By the fourth quarter, one announcer had migrated to a back end zone where he reached a meaty paw to snag an OSU field goal mid-air just after inching over the post.  Not that Steve and I had seen it.  The football was as visible as a puck on ice.  If I raised and lowered my readers just the right frequency, eyeballs steady, and stopped chewing my smoked gouda on rosemary cracker, I could make out tiny striped figurines raising their tiny striped arms after every OSU score.

The Bucks racked an eleven point lead in the fourth quarter and, despite my resistance, raised my spirits, just enough for me to text Anyone nervous? to Daniel and Scott, my two UGA-loving brothers-in-law.  Steve had egged me on, suggesting I be aggressive, strike while the iron’s hot.  The next play, UGA connected on a 70 yard touchdown pass, receiver running alone the whole way.

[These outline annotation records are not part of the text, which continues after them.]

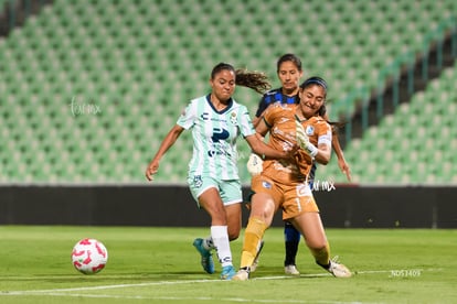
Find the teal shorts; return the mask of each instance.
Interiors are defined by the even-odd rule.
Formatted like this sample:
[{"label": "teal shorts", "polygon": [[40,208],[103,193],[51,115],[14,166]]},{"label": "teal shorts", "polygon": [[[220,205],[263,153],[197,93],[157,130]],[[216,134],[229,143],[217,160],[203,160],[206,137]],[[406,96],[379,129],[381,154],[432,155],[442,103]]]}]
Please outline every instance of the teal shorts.
[{"label": "teal shorts", "polygon": [[210,176],[193,175],[188,177],[188,184],[196,203],[199,203],[199,196],[209,188],[219,191],[224,206],[243,202],[242,185],[238,180],[220,181]]}]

OSU recovered, but sure enough, the last two minutes, the lead changed, the Buckeyes fell, 42-41, but not before one last shot, their kicker lining up for a 50-yard field goal try.  The kicker secured his footing, like a hunter on holiday might secure his, bracing a rifle and aiming skyward, the sound a puncture wound, the blast signifying human celebration or just another frightened beast.  

The kick shanked miserably.

The big game clock ticked to zero, waning in sync with December.  An epic dawg hunt concluded without a kill.  Happy New Year.